Black Feminist Epistemology or Bust: Challenging White Masculinist Thought-Models in Scientific Inquiry

Therefore, Black feminist “ . . . epistemology [is] profoundly rooted in lived experience . . . that prioritize women’s [subjective] experiences and ways of knowing and understanding the world” (Houston and Davis, 2002, p. 6).  Taking the cue from constructivism, Black feminist epistemology seeks to shed light on the specific nature of individual experience as it is created, lived and felt by that individual (Schwandt, 1998, p. 238).  A major claim in Black feminism is lived experience serves as a criterion of meaning.  Black women for centuries have been utilizing lived experiences to create new meanings for themselves and others in order to deconstruct and transcend racist perception of who they are (Hill-Collins, 2000, p. 258).  In this endeavor there is no need for historical validation or to have the experience shared in a story, proverb, or narrative abstracted in analysis to become validated within overarching Eurocentric thought-models (Hill-Collins, 2000, p. 258).  Another claim is that if no one is going study the reality of Black women’s experiences, and their collective and interlocking oppressions then Black feminism must serves as the progenitor of a new mode of knowledge making and validation.  

Toward this end, Allen (2002) provides a Black feminist thought-model for “emancipatory research on Black women” in communication studies (p. 21).

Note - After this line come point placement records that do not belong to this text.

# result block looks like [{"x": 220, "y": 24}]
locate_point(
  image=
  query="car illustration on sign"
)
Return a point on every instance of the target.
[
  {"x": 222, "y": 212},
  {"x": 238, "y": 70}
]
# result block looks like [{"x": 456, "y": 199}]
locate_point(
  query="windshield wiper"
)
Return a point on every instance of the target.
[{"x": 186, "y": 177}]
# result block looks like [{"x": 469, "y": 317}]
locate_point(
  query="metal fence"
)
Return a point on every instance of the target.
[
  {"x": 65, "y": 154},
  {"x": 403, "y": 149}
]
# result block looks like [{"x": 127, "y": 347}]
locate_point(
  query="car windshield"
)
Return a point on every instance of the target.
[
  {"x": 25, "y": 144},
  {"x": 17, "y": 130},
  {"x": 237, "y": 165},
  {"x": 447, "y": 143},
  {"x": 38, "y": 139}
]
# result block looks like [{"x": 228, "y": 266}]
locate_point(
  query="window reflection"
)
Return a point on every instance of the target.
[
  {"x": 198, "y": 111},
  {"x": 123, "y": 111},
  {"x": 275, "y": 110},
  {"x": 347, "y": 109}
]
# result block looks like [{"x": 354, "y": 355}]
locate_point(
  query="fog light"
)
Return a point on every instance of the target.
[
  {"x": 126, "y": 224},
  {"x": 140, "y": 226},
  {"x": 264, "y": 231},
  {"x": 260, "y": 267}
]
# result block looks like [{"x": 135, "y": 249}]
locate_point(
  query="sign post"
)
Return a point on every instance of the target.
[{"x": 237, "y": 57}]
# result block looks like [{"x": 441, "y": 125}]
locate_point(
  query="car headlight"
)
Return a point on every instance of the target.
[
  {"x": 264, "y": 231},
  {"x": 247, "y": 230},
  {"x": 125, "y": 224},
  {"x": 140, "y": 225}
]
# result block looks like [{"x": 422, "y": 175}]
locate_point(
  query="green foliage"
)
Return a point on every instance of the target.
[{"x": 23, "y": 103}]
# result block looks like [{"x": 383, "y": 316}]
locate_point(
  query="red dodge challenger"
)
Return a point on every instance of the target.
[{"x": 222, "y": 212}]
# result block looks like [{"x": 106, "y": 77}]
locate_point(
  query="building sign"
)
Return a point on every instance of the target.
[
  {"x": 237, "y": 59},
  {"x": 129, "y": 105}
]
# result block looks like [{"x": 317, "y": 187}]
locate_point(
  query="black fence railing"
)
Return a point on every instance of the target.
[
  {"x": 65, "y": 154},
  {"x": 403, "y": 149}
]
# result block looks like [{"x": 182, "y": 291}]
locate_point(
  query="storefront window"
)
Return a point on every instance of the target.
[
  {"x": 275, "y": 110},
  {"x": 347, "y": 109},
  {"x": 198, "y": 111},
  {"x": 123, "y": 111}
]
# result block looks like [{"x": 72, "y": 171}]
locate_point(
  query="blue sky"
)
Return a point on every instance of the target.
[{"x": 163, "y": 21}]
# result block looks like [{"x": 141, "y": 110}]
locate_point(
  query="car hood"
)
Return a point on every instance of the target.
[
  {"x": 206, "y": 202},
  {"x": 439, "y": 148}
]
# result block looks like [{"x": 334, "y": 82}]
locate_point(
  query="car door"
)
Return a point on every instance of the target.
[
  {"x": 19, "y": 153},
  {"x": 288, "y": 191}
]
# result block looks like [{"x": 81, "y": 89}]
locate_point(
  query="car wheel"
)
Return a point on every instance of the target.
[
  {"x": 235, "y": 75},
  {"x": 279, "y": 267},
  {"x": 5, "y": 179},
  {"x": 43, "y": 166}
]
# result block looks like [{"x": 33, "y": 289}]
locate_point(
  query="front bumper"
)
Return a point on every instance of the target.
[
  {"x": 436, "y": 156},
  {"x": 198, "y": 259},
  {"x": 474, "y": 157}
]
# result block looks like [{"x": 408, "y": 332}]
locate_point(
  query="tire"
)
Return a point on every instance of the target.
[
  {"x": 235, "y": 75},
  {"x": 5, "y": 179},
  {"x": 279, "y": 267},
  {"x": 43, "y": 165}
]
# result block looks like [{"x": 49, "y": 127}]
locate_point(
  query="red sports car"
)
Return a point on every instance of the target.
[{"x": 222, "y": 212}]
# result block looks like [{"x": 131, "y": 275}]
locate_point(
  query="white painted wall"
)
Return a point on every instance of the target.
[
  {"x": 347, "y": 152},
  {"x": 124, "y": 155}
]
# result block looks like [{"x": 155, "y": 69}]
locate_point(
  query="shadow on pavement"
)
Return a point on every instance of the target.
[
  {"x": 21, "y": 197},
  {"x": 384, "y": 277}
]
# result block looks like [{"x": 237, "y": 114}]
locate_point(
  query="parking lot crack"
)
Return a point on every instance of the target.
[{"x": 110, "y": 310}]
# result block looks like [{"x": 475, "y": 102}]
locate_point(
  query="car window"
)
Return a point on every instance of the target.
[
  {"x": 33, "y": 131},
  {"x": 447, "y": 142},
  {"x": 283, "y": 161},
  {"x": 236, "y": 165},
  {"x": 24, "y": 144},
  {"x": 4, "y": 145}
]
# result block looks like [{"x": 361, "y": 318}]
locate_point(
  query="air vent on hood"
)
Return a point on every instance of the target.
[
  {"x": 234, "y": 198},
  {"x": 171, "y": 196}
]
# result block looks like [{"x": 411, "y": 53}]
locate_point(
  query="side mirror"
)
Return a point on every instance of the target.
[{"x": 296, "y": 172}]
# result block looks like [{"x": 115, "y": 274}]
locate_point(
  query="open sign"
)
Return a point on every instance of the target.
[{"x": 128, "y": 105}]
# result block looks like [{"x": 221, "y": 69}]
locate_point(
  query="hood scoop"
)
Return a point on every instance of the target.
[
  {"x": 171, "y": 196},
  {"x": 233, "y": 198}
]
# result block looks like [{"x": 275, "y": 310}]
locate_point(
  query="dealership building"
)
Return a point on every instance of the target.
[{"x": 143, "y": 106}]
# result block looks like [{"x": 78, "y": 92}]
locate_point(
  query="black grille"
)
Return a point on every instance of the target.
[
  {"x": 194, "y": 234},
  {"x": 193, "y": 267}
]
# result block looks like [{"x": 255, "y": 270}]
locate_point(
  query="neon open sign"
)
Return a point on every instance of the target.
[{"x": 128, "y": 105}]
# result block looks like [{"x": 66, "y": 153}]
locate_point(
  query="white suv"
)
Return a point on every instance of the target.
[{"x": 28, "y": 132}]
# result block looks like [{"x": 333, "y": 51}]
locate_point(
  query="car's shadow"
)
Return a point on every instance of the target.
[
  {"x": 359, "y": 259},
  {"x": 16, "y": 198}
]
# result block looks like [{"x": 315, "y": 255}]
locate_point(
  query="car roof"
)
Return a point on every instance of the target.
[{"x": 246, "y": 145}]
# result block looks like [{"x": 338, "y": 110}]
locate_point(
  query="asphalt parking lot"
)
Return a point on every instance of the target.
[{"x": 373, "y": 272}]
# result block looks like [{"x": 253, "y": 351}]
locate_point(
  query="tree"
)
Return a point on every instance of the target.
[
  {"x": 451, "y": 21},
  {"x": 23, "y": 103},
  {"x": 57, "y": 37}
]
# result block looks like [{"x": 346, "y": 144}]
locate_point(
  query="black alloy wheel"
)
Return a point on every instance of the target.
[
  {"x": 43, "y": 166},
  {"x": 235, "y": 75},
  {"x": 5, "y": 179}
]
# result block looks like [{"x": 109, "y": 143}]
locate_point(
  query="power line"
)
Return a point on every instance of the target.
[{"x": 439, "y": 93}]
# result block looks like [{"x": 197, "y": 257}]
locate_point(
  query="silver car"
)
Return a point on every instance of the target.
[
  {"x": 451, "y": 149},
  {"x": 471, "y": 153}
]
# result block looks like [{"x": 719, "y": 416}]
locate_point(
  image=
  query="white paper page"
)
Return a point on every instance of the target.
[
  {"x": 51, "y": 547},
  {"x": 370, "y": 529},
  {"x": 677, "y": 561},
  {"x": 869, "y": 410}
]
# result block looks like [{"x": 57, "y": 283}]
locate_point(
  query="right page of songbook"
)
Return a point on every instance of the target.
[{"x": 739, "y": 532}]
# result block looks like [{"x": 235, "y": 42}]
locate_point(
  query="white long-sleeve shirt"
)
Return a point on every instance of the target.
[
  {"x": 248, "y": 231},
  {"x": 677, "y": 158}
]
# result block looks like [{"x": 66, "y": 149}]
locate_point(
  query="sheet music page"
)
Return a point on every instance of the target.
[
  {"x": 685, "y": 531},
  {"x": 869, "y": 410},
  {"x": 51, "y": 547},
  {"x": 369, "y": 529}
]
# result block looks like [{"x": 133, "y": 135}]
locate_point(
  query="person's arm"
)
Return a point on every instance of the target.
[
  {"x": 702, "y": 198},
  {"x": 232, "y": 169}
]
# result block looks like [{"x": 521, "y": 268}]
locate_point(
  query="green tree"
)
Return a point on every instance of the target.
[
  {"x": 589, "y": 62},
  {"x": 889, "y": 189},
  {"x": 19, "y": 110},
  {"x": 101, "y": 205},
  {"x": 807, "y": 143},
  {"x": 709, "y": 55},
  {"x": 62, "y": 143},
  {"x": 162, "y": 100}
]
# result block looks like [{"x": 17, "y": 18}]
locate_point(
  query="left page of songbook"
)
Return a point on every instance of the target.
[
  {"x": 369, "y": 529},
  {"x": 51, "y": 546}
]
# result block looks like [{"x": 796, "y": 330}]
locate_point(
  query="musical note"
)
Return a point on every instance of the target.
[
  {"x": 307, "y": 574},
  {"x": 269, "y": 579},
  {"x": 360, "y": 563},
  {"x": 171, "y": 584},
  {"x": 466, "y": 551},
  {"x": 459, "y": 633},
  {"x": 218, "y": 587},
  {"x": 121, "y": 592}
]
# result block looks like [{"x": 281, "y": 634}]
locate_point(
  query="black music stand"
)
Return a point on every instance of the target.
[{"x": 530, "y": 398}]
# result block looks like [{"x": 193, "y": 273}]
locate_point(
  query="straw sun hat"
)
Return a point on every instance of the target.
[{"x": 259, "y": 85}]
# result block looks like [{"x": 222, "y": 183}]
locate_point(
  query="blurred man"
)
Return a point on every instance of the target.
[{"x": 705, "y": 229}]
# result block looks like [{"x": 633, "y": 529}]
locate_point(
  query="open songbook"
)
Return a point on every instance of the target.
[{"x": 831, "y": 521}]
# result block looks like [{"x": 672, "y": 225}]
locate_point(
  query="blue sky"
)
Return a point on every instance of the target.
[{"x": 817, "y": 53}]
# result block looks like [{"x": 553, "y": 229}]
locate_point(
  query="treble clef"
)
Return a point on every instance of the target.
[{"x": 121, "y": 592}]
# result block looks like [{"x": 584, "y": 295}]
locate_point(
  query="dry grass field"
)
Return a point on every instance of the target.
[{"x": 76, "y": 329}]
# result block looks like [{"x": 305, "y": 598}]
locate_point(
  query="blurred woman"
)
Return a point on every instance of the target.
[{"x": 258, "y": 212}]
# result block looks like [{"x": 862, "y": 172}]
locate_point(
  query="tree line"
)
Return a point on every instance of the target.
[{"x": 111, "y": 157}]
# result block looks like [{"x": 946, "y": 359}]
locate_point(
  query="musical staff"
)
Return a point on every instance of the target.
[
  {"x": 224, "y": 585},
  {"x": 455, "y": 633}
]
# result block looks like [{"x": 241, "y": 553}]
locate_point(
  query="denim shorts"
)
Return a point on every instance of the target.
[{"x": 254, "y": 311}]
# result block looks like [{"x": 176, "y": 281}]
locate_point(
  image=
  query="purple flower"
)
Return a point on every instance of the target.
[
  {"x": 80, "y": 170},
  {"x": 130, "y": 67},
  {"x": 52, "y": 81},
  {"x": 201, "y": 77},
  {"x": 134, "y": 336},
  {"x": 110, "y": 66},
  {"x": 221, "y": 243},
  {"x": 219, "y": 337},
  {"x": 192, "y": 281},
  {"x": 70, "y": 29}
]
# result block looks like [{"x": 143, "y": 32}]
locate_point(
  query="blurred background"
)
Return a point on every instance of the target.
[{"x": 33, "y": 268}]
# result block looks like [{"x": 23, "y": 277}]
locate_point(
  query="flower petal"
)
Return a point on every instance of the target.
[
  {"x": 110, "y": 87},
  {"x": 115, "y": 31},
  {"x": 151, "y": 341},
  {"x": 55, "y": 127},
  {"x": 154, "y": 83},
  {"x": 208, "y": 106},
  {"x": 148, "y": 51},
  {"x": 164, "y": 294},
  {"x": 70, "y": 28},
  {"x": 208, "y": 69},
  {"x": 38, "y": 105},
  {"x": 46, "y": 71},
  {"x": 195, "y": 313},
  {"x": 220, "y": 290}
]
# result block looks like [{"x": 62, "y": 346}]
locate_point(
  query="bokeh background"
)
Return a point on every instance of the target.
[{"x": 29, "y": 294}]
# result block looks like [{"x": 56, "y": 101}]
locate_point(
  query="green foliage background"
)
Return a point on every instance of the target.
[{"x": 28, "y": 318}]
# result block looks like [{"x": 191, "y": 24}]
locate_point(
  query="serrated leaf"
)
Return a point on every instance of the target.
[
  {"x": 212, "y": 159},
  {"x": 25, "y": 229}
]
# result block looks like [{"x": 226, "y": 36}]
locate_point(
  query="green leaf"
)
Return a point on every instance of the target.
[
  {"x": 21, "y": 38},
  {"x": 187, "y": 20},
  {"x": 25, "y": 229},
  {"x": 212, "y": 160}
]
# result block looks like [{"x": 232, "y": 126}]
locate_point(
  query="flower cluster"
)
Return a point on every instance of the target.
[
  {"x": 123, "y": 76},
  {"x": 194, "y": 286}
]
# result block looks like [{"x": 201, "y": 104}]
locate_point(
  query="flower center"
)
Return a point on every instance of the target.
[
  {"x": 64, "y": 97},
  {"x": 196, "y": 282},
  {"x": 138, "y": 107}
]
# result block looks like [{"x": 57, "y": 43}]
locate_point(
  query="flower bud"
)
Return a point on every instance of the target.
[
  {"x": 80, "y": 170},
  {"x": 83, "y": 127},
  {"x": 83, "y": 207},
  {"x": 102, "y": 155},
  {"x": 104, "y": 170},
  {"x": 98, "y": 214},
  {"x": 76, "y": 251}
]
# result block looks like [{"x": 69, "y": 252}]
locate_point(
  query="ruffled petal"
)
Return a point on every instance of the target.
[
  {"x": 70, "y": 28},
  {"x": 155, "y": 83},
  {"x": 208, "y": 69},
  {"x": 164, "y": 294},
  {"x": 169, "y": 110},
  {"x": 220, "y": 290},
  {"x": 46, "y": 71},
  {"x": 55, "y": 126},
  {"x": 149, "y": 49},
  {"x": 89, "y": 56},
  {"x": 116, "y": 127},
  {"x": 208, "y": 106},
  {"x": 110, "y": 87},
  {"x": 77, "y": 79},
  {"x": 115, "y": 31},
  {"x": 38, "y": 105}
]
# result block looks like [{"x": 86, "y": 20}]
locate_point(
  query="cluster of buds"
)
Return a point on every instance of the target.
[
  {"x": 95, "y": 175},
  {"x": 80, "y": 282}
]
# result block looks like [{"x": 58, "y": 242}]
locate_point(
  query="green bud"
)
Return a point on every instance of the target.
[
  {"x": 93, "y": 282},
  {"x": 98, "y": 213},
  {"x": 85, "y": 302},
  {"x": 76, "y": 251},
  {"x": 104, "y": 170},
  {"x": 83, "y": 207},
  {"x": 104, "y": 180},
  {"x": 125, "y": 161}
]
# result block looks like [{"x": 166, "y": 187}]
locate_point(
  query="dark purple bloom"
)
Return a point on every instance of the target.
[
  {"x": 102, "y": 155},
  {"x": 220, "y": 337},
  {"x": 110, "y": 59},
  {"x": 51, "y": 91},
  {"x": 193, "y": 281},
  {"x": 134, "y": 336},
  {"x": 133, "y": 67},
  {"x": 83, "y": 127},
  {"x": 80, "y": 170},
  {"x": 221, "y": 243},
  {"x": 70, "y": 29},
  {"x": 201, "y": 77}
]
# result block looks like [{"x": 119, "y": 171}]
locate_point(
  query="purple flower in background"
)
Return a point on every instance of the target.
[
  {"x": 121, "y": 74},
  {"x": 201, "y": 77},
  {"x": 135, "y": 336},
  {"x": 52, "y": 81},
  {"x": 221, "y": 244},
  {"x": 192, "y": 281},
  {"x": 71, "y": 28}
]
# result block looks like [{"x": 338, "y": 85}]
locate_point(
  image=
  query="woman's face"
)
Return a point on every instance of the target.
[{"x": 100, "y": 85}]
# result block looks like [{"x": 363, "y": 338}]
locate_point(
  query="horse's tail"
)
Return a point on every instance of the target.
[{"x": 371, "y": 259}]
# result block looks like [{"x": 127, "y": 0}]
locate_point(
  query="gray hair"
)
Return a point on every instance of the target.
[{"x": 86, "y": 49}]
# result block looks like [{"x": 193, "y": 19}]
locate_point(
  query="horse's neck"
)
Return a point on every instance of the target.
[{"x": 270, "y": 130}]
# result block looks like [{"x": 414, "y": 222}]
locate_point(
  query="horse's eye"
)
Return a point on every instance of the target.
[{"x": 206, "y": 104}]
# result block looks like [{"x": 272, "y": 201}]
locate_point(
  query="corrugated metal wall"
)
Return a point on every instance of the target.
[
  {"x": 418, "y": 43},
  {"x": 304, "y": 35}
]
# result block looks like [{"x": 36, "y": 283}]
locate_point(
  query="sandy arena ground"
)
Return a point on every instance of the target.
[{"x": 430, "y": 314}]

This model serves as a challenge to the tradition of scientific realism in the social sciences and presents seven overlapping goals in an emancipatory research endeavor.  They are to (1) emancipate Black women from gendered racism and negative social ascriptions that maintain such labels as “marginalized and stigmatized;” (2) challenge essentialist notions of Black womanhood that render Black women invisible or as representing their whole race; (3) study a variety of Black women to depict and “demonstrate our heterogeneity and complexity;” (4) study domination and suppression within the context of individually and collectively lived experience and link this to “broader social and institutional issues;” (5) discover Black women’s skills and strategies in confronting gendered racism to create a base of practical wisdom; (6) generate practical wisdom models for other Black women to emulate; and (7) use innovative and or nontraditional procedures and methods that honor our primary purpose (Allen, 2002, p. 24-27).  Clearly, this model centralizes the concerns and ways of making knowledge that are critical to the survival of Black women in the United States.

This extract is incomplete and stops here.